Schumpeter unterteilt die Wirtschaftssubjekte in zwei Gruppen. Eine statisch-hedonische, die weiter so wirtschaften möchte, wie sie es derzeit tut und immer tat, und eine dynamisch-energische, die auf Neuerungen setzt. Die erste Gruppe ist viel größer, „die Menge“, die zweite nur eine „geringe Minorität“, und das in allen Wirtschaftszweigen. Sehr stark bei den besonders konservativen Handwerkern und Bauern. „Sich selbst überlassen würde der Bauer noch jetzt so wirtschaften wie im Mittelalter, und im ganzen Mittelalter hätte er genau so gewirtschaftet wie in der Zeit der ersten Ansiedlung, wenn er nicht in bekannter Weise seine Freiheit verloren und sich einem Herrn anzubequemen gehabt hätte.“ Aber auch, jedenfalls zu Schumpeters Zeit, in der damals noch vergleichsweise jungen Industrie. „Neue Maschinen, neue kommerzielle Kombinationen werden nur und erst dann eingeführt, wenn sie von außen dargeboten, erstere etwa von einem Agenten aufgedrängt, letztere durch Bestellungen und Angebote dem ‚Fabrikanten’ gleichsam auf den Weg gelegt werden.“

Damit wird auch deutlich, dass Schumpeter im Unternehmer nicht nur einfach den Eigentümer oder Fabrikherrn sieht; nicht den Finanzier, nicht den Risikoträger, sondern den Gestalter, der Innovationen durchsetzt – neue Produkte oder Produktanwendungen, neue Herstellungsverfahren, neue Beschaffungs- und Absatzmärkte oder neue Organisationsformen. Tut er das nicht mehr, sinkt er wieder zum statischen Wirtschaftssubjekt herab. „Der Unternehmer setzt seine Persönlichkeit ein und nichts anderes als seine Persönlichkeit. Seine Stellung als Unternehmer ist an seine Leistung geknüpft und überlebt seine Tatkraft nicht.“

Die Motivation des Unternehmers im schumpeterschen Sinn ist nun nicht einfach ökonomisch, auf größeren Gewinn bedacht. Das gewiss auch; aber wäre es das alleine, müsste nach dem Gesetz des abnehmenden Grenznutzens ab einem bestimmten Vermögen der Eifer des Unternehmers nachlassen, was er nur selten tut. „Die Männer, die die moderne Industrie geschaffen haben, waren ‚ganze Kerle’ und keine Jammergestalten, die sich fortwährend ängstlich fragten, ob jede Anstrengung, der sie sich zu unterziehen hatten, auch einen ausreichenden Genußüberschuß verspreche.“

Zwei Zusatzmotivationen kommen nach Schumpeter hinzu: erstens die Freude an der sozialen Machtstellung, die ein Unternehmer genießt – er dachte dabei vorwiegend an die Industriemagnaten seiner Zeit –, und zweitens die Freude am schöpferischen Gestalten. Hierin rückt die Unternehmerfigur fast ein wenig in die Nähe des Künstlers, der auch von einem intrinsischen Schaffensdrang getrieben ist. Nicht im Sinne der Erkenntnissuche – wer die Idee hat, ist bei Schumpeter fast egal, die Ideen liegen gleichsam auf der Straße; entscheidend ist derjenige, der sie energisch durchsetzt –, sondern im Schaffen des Neuen. Was zugleich auch heißt: im Verdrängen des Alten. Daher die Begriffe von der „schöpferischen Zerstörung“ und der „notwendigen Periodizität der Zusammenbrüche“.

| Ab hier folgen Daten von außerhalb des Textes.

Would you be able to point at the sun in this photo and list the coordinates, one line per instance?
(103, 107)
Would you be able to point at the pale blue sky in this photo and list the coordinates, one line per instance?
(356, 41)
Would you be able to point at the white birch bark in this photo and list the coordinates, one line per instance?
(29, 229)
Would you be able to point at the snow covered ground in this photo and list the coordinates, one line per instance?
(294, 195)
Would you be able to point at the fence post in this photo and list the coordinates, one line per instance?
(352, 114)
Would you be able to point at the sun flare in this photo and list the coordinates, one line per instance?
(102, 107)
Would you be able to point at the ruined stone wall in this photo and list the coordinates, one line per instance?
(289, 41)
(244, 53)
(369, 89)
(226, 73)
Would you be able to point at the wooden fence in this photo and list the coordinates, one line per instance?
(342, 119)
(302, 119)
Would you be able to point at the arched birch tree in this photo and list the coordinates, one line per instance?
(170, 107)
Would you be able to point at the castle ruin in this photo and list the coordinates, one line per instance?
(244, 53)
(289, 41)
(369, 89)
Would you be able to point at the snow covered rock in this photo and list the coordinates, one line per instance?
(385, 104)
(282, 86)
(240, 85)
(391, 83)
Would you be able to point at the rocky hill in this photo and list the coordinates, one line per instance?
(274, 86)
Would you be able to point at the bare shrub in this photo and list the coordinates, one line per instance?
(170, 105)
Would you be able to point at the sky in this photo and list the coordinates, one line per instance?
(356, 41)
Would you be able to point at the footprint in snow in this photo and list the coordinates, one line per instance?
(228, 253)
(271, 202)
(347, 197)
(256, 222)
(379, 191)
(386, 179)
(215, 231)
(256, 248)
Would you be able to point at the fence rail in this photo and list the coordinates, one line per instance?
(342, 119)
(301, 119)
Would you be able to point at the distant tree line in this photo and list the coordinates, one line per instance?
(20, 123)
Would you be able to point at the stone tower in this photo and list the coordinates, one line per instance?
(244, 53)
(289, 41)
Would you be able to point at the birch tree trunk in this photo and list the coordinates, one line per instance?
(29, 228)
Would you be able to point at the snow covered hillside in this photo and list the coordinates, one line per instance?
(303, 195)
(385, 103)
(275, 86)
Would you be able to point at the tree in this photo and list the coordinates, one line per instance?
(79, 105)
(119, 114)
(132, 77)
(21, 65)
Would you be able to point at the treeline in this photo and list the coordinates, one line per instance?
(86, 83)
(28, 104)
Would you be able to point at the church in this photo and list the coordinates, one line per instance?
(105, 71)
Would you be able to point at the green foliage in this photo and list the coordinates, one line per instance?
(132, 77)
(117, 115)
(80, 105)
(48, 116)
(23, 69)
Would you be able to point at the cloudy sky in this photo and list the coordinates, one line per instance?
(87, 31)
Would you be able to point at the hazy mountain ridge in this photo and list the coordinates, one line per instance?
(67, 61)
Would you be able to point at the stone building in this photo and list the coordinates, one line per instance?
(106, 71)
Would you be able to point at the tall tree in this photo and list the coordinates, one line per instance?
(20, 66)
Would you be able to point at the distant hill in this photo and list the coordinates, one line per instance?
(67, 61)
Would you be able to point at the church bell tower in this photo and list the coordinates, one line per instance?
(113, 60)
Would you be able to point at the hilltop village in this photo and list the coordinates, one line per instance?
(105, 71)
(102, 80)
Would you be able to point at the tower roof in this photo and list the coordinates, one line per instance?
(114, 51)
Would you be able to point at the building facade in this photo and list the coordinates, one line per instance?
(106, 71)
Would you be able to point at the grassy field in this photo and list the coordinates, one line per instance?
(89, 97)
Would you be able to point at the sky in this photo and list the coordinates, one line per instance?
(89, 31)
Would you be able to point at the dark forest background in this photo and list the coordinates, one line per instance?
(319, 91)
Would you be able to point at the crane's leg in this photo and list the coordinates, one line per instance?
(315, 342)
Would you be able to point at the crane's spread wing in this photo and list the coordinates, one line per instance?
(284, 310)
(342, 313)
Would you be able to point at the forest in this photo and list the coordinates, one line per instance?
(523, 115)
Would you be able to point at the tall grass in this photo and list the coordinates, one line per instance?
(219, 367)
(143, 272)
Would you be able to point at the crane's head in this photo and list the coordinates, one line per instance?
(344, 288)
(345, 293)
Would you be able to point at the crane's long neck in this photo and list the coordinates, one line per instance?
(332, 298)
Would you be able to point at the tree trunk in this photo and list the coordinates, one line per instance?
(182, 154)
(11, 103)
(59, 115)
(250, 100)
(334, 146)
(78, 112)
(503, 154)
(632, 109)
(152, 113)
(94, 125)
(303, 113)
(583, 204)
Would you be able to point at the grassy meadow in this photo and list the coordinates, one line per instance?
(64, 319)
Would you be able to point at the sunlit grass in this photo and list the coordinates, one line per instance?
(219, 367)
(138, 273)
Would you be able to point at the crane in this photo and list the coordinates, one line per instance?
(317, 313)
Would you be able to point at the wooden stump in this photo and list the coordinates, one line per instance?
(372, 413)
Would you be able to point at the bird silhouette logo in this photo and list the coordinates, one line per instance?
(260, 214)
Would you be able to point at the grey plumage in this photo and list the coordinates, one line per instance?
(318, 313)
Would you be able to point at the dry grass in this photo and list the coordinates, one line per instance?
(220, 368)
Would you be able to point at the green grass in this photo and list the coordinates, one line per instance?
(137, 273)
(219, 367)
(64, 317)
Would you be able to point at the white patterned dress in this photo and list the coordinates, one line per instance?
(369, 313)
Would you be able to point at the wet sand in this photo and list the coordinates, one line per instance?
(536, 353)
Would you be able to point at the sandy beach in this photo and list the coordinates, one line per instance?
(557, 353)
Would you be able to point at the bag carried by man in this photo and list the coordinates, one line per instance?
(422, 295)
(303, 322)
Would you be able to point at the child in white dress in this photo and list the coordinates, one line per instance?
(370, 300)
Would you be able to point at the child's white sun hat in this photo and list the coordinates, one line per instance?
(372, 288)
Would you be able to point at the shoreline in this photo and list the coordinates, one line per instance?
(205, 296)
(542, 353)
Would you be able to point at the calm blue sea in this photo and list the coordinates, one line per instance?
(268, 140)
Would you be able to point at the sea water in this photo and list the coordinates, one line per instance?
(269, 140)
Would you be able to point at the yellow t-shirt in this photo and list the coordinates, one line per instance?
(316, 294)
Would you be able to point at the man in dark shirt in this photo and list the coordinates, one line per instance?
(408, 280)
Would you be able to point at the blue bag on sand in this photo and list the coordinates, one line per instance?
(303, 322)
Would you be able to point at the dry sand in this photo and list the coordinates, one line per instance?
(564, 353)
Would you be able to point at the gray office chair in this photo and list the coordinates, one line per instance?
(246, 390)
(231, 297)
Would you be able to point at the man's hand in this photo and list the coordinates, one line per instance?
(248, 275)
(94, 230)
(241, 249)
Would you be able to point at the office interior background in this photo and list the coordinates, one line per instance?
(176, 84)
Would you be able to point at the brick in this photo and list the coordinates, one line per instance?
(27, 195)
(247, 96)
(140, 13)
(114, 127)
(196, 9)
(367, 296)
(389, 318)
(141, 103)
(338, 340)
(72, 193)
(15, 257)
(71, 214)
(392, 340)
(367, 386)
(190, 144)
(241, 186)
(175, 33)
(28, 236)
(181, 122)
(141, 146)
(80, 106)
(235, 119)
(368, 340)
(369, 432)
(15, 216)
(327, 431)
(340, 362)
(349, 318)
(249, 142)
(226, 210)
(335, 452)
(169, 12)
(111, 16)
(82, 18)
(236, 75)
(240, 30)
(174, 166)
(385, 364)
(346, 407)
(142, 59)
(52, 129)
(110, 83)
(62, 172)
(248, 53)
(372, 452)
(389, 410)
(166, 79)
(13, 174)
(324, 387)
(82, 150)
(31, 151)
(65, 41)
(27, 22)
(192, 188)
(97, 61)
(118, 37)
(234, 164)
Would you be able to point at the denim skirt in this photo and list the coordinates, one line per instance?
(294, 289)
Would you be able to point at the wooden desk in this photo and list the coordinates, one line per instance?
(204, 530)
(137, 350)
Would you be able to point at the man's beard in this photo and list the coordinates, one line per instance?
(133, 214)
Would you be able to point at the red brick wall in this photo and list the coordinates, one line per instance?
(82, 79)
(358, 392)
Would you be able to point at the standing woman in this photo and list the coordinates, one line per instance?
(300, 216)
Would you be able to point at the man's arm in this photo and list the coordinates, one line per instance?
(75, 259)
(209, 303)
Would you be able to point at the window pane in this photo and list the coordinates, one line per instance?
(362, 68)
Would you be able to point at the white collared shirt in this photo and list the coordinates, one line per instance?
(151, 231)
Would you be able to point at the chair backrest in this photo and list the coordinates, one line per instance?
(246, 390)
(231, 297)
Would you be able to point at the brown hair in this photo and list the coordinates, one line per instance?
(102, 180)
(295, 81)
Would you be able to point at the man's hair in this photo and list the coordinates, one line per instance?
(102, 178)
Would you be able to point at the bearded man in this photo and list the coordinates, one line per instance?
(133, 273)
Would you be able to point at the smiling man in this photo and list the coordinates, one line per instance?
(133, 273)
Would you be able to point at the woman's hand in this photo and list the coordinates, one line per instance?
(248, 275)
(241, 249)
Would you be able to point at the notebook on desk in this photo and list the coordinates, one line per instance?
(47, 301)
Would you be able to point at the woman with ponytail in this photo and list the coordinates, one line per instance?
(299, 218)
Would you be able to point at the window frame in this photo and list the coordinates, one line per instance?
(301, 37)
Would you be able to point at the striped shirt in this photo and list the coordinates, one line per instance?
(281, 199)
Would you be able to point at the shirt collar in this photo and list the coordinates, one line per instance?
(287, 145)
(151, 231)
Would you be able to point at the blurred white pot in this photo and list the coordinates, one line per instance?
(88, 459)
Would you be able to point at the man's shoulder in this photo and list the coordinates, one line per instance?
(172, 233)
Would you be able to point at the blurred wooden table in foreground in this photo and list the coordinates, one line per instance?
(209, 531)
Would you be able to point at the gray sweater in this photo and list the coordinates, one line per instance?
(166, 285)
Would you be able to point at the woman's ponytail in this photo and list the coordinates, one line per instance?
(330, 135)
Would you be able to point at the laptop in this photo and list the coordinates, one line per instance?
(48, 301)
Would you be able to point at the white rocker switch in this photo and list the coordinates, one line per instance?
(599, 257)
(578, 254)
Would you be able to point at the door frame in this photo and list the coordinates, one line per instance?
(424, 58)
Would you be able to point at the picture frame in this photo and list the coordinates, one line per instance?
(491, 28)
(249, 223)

Schaffenskraft als ökonomische Ressource

Wirtschaftshistorisch spricht sehr viel für Schumpeters Deutung. In der Geschichte ist Fortschritt kein Naturgesetz. Lange Perioden des Stillstandes, wie es sie im europäischen Mittelalter, im klassischen China oder Indien tatsächlich gegeben hat, legen durchaus die Deutung nahe, dass es sehr von der mentalen Disposition von Gesellschaften abhängt, wie viel von dem, was bei Schumpeter Unternehmergeist ist, also Freude an der Gestaltung, in einem Volk auftritt und dessen Fortschritt antreibt; zusätzlich zu Fragen des Wissens, der Forschung, der geistigen Aufgeschlossenheit.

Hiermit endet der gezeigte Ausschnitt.